Great, thanks a lot all of you! –  Rasmus Apr 9 '13 at 4:39

You must be consistent with using cm units or no units. Either specify each node as (1 cm,0), etc. (which results in overlapping labels), or (as Jubobs suggests) remove the cm units in the foreach loop. This yields:

\documentclass{article}
\usepackage{tikz}
\begin{document}
\begin{tikzpicture}[x=2cm,y=2ex]

%draw horizontal line   
\draw (1,0) -- (6,0);

%draw vertical line
\foreach \x in {1,2,3,4,5,6}
   \draw (\x, 3pt) -- (\x,-3pt);

%draw nodes
\draw (1,0) node[below=3pt] {$ 1 $} node[above=14pt] {RD};
\draw (2,0) node[below=3pt] {$ 2 $} node[above=3pt] {Defendant enters market};
\draw (3,0) node[below=3pt] {$ 3 $} node[above=14pt] {Lawsuit};
\draw (4,0) node[below=3pt] {$ 4 $} node[above=3pt] {PI Decision};
\draw (5,0) node[below=3pt] {$ 5 $} node[above=14pt] {Final Decision};
\draw (6,0) node[below=3pt] {$ 6 $} node[above=3pt] {Final Pay-offs};
\end{tikzpicture}
\end{document}

in which everything lines up properly.
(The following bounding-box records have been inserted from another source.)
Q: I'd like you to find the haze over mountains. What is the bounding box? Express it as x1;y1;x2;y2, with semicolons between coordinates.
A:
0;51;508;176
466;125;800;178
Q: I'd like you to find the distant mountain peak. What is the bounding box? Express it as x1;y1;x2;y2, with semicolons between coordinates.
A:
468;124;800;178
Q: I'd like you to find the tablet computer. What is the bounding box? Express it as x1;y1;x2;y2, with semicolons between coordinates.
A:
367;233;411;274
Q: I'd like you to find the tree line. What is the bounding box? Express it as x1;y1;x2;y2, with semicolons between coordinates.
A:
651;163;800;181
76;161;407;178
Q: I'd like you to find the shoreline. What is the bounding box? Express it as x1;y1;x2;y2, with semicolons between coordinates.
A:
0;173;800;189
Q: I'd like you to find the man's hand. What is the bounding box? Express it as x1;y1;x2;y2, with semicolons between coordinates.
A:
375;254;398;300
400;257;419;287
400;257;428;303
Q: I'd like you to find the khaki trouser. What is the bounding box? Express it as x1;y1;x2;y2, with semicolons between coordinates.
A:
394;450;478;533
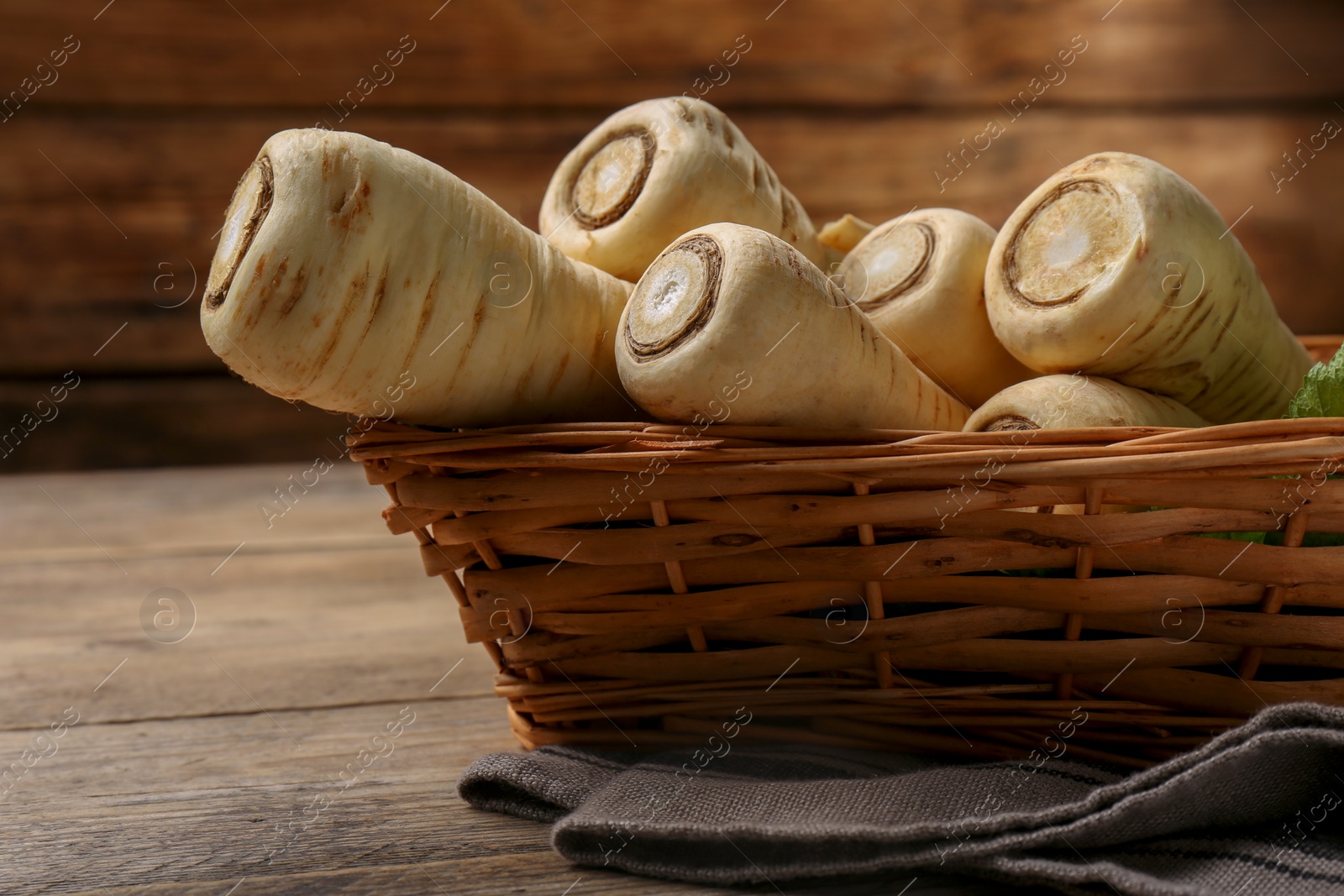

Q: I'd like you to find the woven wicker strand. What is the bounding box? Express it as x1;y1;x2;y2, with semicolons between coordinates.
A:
349;338;1344;767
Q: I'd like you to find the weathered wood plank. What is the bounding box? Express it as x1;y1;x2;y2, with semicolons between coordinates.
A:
0;697;1037;896
0;0;1344;109
0;461;495;731
0;544;502;731
0;459;390;556
0;375;360;473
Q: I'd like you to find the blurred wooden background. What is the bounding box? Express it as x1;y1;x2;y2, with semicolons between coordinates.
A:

The problem is that, since you specified x=2cm in the environment options, "bare" coordinates (without units) are multiples of x (2cm), whereas if you specify units, you get what you ask for. (This mismatch doesn't show up by default, since initially the x-vector is 1cm.)
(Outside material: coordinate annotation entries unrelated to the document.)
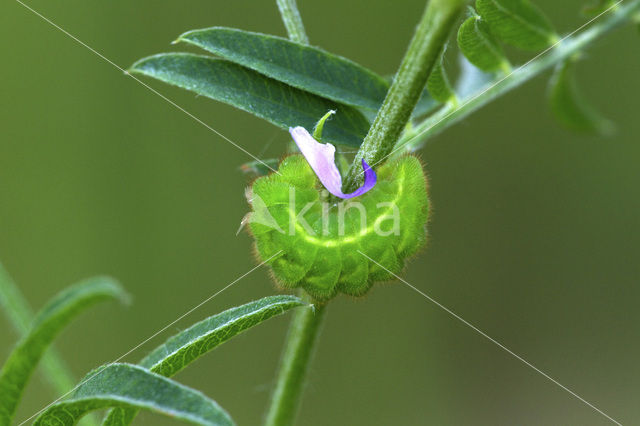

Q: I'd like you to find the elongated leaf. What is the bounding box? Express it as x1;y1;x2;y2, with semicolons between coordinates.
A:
458;16;511;73
582;0;617;18
549;61;614;135
427;56;456;103
178;27;389;110
34;364;234;426
0;277;125;425
476;0;558;51
103;296;305;426
240;158;280;176
131;53;369;146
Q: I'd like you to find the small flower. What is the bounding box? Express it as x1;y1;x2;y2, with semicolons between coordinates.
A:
289;126;378;198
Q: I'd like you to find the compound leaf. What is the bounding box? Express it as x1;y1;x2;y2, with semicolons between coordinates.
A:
458;16;511;73
103;296;305;426
0;277;126;425
34;364;234;426
177;27;389;110
549;61;614;135
131;53;369;146
476;0;558;51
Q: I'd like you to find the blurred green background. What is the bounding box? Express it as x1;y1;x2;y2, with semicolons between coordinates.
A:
0;0;640;426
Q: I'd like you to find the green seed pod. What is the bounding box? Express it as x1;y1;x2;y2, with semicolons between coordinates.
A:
245;155;429;301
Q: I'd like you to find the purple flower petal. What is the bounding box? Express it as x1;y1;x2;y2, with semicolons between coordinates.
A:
289;126;378;198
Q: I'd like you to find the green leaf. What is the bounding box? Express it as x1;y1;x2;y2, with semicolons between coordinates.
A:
458;16;511;74
549;61;614;135
582;0;617;18
0;277;126;425
247;155;429;300
476;0;558;51
240;158;280;176
34;364;234;426
131;53;369;146
427;55;456;103
177;27;389;110
103;296;305;426
411;89;442;118
456;54;494;99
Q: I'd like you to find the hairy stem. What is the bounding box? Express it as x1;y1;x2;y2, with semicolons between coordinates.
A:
276;0;309;44
344;0;467;192
265;7;325;426
0;263;97;425
265;296;325;426
394;0;640;154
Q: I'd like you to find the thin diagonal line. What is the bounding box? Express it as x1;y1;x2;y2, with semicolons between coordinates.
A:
358;250;622;426
16;0;280;174
360;0;623;175
18;250;282;426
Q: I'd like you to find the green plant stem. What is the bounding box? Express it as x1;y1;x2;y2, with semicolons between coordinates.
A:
343;0;467;192
396;0;640;153
276;0;309;44
265;294;326;426
0;263;98;425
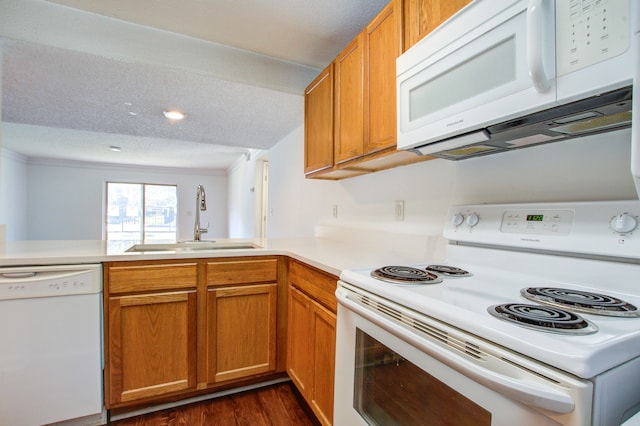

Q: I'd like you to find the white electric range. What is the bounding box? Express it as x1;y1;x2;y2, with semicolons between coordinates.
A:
335;201;640;426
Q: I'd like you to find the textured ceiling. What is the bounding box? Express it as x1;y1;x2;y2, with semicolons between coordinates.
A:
0;0;387;169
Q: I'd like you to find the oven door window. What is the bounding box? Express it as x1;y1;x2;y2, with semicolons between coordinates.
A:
353;329;491;426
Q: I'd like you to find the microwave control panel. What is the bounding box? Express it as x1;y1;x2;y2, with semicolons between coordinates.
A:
556;0;635;76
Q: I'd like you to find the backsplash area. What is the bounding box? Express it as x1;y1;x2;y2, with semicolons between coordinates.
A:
268;127;637;238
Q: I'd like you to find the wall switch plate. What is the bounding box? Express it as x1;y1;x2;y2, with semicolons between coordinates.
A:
396;200;404;222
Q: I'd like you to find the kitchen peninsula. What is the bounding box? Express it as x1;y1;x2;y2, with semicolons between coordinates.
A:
0;231;436;424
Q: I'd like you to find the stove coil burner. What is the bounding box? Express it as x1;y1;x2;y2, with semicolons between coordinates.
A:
520;287;640;317
425;265;471;278
371;266;442;284
487;303;598;334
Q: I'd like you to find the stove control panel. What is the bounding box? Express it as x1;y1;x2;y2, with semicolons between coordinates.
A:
500;210;573;235
443;200;640;261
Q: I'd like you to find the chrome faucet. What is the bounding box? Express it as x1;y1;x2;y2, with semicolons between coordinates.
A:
193;185;209;241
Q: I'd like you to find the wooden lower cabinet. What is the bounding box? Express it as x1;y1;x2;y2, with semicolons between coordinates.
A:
207;283;278;384
108;290;196;406
104;256;287;409
287;262;337;425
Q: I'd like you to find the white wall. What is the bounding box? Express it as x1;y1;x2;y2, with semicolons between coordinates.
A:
25;160;228;240
0;149;28;241
269;127;637;238
228;151;256;238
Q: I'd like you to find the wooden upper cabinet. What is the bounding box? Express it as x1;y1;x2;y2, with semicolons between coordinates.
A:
334;33;365;164
304;63;333;174
404;0;471;50
364;0;402;154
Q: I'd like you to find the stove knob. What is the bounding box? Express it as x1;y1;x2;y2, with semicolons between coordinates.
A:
451;213;464;227
467;213;480;228
610;213;638;234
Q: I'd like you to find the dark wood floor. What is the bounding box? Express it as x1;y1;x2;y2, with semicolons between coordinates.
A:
110;382;320;426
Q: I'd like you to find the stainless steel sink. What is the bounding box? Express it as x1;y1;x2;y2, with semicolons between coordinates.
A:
126;240;258;253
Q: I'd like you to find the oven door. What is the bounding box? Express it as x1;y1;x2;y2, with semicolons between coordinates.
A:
334;282;593;426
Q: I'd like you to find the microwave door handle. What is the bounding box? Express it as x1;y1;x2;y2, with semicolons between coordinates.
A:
527;0;551;93
336;288;575;414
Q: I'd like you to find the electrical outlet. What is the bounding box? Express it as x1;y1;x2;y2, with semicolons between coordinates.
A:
396;200;404;222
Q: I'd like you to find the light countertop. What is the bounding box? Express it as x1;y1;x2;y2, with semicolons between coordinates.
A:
0;230;440;276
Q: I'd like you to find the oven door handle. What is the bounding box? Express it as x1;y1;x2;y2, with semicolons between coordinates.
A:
336;288;575;414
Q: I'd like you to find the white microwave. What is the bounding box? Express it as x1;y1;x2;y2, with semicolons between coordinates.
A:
396;0;640;161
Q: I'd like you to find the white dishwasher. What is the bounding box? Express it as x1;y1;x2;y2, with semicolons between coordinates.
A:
0;264;104;426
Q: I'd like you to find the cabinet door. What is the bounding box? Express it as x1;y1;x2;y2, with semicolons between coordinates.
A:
107;291;196;407
404;0;471;50
206;283;278;384
334;32;364;164
310;302;336;425
364;0;402;154
304;64;333;173
287;287;313;401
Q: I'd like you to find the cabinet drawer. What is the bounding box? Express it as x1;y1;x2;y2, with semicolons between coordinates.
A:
289;260;338;312
106;262;198;294
207;258;278;286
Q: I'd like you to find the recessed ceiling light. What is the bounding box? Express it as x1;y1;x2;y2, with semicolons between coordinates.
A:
163;109;185;120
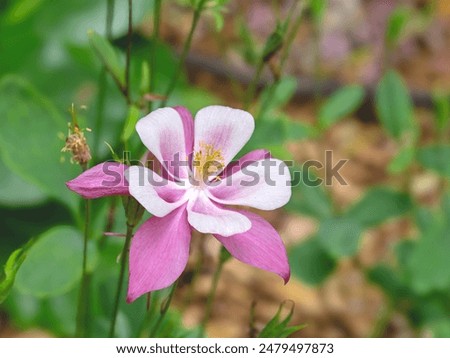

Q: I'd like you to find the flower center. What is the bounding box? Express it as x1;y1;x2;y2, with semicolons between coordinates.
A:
192;142;225;182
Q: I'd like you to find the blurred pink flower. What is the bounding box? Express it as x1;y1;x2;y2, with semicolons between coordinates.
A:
67;106;291;302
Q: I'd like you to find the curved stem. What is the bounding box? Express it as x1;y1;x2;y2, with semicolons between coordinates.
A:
75;199;91;337
109;224;134;337
125;0;133;104
150;281;178;337
161;0;206;107
149;0;161;111
200;255;225;331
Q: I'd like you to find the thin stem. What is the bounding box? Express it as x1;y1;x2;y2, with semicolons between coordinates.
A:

Note that there are two different coordinate systems in TikZ specified by (x,y) pairs. The xyz system is used when there are no dimensions (units of length), as in (2,3). As you've seen, these are factors which multiply the x and y vectors, whose values can be specified. The canvas system is used when dimensions are supplied, as in (2 cm, 7 pt). When you mix systems (as you did), these are the rules (from the TikZ manual):

Note: It is possible to use coordinates like (1,2cm), which are neither canvas coordinates nor xyz coordinates. The rule is the following: If a coordinate is of the implicit form (⟨x⟩,⟨y⟩), then ⟨x⟩ and ⟨y⟩ are checked, independently, whether they have a dimension or whether they are dimensionless. If both have a dimension, the canvas coordinate system is used. If both lack a dimension, the xyz coordinate system is used. If ⟨x⟩ has a dimension and ⟨y⟩ has not, then the sum of two coordinate (⟨x⟩,0pt) and (0,⟨y⟩) is used. If ⟨y⟩ has a dimension and ⟨x⟩ has not, then the sum of two coordinate (⟨x⟩,0) and (0pt,⟨y⟩) is used.

Note furthermore: An expression like (2+3cm,0) does not mean the same as (2cm+3cm,0). Instead, if ⟨x⟩ or ⟨y⟩ internally uses a mixture of dimensions and dimensionless values, then all dimensionless values are "upgraded" to dimensions by interpreting them as pt. So, 2+3cm is the same dimension as 2pt+3cm.